Before the final Prayer of Commendation Bishop Tom Deenihan, Bishop of Meath, will deliver the following address today at the Funeral Mass of Ashling Murphy RIP in the parish Church of Saint Brigid, Mount Bolus, Co Offaly, in the Diocese of Meath.
Before the Prayers of Commendation, I would like to offer a few words of sympathy and support, on behalf of the people and priests of the Diocese of Meath, to Ashling’s family and friends.
The past few days have been a nightmare. A walk on a mild and sunny afternoon in January should be a happy event, promising the brighter and warmer days of spring and summer. That, as we know, was not the case. A depraved act of violence which deprived a kind, talented, loved and admired young woman of her life has since united the country in grief and support.
The crime has also asked questions of ourselves and of society. It has questioned our attitudes and, particularly, our attitudes towards women and it has questioned our values and our morality. Whether those questions will be addressed or passed over remains to be seen but we cannot allow such violence and disregard for both human life and bodily integrity take root in our time and culture. Pope Francis in his homily for New Year’s Day just two weeks ago said that violence against women was an insult to God.

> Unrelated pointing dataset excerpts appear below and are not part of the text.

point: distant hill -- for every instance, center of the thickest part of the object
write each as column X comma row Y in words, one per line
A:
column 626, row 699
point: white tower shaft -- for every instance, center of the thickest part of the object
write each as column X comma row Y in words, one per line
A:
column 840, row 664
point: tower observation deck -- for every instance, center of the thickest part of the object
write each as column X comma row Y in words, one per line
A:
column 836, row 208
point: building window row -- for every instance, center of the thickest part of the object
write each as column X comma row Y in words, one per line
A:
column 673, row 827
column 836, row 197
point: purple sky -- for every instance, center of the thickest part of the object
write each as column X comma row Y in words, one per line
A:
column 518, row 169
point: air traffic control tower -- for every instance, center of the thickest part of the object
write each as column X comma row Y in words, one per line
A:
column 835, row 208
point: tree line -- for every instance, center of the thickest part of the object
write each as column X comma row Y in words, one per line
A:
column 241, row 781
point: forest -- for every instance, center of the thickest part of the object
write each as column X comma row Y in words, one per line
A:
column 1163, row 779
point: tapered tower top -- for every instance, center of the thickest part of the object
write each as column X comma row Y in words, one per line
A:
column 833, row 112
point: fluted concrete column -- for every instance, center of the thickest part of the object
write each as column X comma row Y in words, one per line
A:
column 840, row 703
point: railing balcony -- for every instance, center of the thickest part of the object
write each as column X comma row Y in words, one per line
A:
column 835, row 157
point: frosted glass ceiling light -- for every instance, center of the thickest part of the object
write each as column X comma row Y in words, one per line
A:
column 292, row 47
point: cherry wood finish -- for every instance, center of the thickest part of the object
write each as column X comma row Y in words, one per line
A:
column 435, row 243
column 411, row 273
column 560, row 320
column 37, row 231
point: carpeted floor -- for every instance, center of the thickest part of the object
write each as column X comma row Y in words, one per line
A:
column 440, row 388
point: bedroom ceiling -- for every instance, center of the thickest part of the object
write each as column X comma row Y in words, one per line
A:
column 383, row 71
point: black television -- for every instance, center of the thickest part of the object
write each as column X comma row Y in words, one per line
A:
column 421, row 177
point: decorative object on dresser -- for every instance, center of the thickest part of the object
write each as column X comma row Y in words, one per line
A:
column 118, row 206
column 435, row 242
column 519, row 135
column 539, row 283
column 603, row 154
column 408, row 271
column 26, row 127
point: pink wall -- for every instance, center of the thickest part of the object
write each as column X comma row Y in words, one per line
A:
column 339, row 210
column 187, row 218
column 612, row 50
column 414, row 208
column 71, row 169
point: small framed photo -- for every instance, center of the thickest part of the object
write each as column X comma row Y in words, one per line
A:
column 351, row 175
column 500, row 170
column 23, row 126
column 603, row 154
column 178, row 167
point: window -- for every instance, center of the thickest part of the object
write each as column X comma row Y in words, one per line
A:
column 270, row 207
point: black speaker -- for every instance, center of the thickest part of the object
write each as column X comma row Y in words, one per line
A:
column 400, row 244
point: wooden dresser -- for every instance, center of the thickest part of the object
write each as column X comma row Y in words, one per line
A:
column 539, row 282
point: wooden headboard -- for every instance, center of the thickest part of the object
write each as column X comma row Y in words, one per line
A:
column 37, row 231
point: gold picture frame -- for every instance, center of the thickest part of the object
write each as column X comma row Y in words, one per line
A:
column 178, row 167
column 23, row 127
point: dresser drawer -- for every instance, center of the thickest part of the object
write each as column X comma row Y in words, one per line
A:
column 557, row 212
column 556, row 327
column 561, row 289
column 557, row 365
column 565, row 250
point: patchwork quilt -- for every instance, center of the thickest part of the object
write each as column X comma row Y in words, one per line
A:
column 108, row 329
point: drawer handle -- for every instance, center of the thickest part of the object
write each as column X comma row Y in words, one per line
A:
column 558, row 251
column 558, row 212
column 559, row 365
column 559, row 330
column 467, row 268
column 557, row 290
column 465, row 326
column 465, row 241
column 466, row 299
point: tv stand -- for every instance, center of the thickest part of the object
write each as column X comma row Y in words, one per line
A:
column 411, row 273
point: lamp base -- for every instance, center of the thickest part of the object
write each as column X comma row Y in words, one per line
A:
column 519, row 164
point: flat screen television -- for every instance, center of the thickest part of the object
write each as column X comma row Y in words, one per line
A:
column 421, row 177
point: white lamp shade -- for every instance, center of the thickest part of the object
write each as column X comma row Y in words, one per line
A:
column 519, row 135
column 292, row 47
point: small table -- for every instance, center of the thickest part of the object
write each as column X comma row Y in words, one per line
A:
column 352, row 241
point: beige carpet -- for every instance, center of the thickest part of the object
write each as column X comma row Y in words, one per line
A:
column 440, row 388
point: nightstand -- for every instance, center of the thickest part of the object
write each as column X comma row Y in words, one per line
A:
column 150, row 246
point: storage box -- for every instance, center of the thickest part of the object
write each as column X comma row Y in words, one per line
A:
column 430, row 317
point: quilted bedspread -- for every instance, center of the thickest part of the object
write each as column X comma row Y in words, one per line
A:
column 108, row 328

We all know that no individual should die like Ashling and no family should suffer like Ashling’s. Respect is an old-fashioned word but it is an important one. Respect was missing last Wednesday but it has re-emerged here all the stronger. Let us respect each other.
However, today is about Ashling and her family and friends. I also think of Aisling’s pupils and the staff of Durrow National School who have lost a wonderful colleague and teacher. Their grief and their loss must be acknowledged and supported. As we return to our lives after today, their grief and loss remains.
If there is a chink of light to last week’s darkness it must be the outpouring of support and sympathy that we have all seen. It was manifested at the various vigils, it was manifested by those who assisted here, at the family home and in Durrow school over the past few days by those who quietly and discreetly provided refreshments, stewarding and whatever help that they could. Community is important and community works. Community is needed to overcome evils such as this and community will be needed here in the weeks ahead.
Today, we bury Ashling as we must. We bury a woman who lived the short years given to her to the full, who developed her talents, who reached out to others, who made a difference, who brought happiness and who was loved.
At moments like this, our faith in Jesus Christ and in His Resurrection come to our aid. Death is not the end, the grave is not our final destiny. We must remember that. We need to remember that.
The Prayers of Commendation which we are about to begin talk of ‘dispersing in sorrow’ but with the hope of meeting again. In the bitter reality of one let us not lose faith in the other.
Saint Paul talks of the ‘Communion of Saints’, that union of those who lived good and holy lives, lives of generosity, lives that brought happiness. One day, the prayers say, we shall see Ashling again and enjoy her company. Until then, we commend her to God, consoling ourselves and each other with that other line from the ritual. ‘Blessed are they who die in the Lord, let them rest from their labours for their good deeds go with them’.
May Ashling’s memory be a consolation and may she rise in glory.